YETKİLİ VE GÖREVLİ MAHKEME

Genel yetkili mahkeme olan davalının davanın açıldığı tarihteki yerleşim yeri mahkemesinde tüm sorumlulara karşı maddi- manevi tazminat davası açılabilir.

Yine bu kaza, bir haksız fiil olduğu için haksız fiilden doğan davalarda, haksız fiilin işlendiği (kazanın meydana geldiği) ya da zarar görenin yerleşim yeri mahkemesi de yetkilidir.

Ayrıca sigorta şirketine karşı şirketin merkezinin bulunduğu yer mahkemesinde de maddi-manevi tazminat davası açılabilir.

Görevli Mahkeme ise Asliye Hukuk Mahkemesidir.
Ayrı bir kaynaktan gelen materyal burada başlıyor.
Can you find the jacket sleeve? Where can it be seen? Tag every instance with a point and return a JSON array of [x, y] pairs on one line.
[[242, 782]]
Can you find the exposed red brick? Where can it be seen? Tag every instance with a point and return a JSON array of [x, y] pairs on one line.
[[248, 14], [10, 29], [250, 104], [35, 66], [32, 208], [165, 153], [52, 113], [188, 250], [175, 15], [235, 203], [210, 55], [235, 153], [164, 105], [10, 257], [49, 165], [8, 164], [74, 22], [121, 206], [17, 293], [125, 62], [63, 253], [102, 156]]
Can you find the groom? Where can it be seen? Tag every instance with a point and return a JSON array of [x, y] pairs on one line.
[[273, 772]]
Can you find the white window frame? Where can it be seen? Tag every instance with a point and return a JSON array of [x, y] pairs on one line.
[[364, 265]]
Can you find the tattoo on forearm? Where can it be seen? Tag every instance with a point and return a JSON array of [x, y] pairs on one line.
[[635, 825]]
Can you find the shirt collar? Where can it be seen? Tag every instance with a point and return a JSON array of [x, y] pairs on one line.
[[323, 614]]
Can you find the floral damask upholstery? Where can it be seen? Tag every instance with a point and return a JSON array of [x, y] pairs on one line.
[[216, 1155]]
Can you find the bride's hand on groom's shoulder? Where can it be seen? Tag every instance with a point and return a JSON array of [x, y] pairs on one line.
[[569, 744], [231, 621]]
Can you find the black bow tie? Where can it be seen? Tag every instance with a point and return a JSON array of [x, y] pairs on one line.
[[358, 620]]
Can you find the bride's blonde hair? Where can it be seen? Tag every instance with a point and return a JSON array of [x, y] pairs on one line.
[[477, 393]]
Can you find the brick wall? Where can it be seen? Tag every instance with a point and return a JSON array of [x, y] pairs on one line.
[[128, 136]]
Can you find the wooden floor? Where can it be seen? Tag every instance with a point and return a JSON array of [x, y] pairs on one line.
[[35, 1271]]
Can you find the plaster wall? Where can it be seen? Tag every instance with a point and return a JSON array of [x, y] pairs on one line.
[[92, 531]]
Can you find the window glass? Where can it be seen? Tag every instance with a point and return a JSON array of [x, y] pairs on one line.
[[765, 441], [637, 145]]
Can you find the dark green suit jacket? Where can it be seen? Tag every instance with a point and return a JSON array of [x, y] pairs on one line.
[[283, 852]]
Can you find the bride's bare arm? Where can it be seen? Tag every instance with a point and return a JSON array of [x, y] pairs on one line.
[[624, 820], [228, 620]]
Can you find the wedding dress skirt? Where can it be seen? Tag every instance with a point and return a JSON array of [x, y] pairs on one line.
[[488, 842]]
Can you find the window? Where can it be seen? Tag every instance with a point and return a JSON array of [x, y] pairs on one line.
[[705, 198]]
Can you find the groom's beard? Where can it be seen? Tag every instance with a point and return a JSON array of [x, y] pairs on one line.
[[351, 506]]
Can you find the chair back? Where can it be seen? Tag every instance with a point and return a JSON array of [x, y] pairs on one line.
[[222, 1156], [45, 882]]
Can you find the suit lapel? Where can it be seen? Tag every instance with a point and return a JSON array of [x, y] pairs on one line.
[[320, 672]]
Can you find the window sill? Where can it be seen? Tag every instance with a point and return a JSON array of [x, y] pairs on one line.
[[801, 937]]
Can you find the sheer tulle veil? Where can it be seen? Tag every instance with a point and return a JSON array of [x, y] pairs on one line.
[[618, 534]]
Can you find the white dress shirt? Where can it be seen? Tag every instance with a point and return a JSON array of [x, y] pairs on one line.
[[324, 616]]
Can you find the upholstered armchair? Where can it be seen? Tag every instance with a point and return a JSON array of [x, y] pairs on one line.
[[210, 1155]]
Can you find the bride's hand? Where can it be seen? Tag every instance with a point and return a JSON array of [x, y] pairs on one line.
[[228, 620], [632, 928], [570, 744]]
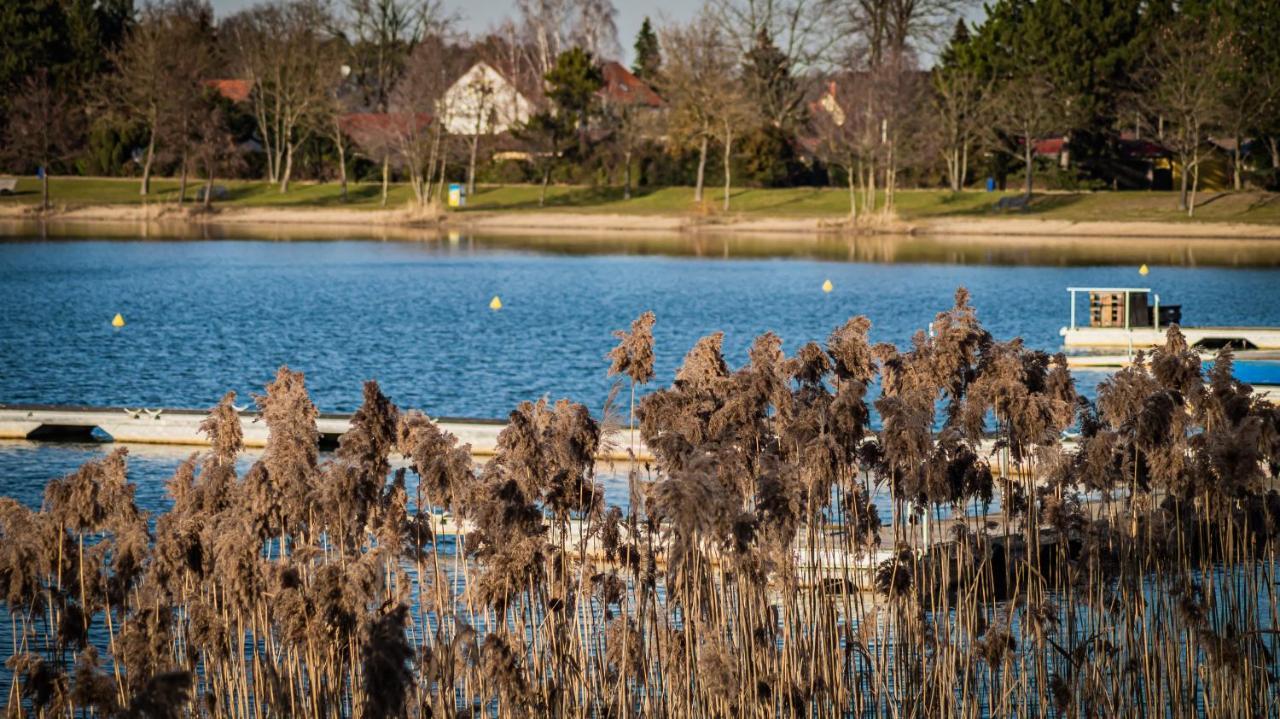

Ancak trafik sigortasını gerçekleştiren sigorta şirketine karşı dava açılacaksa, bu dava Asliye Ticaret Mahkemesi’nde açılmalıdır.

 

TAZMİNAT DAVASINDA İSTENEBİLECEK ZARARLAR

 

  • Manevi Tazminat.

 

TBK MADDE 56

 Hâkim, bir kimsenin bedensel bütünlüğünün zedelenmesi durumunda, olayın özelliklerini göz önünde tutarak, zarar görene uygun bir miktar paranın manevi tazminat olarak ödenmesine karar verebilir.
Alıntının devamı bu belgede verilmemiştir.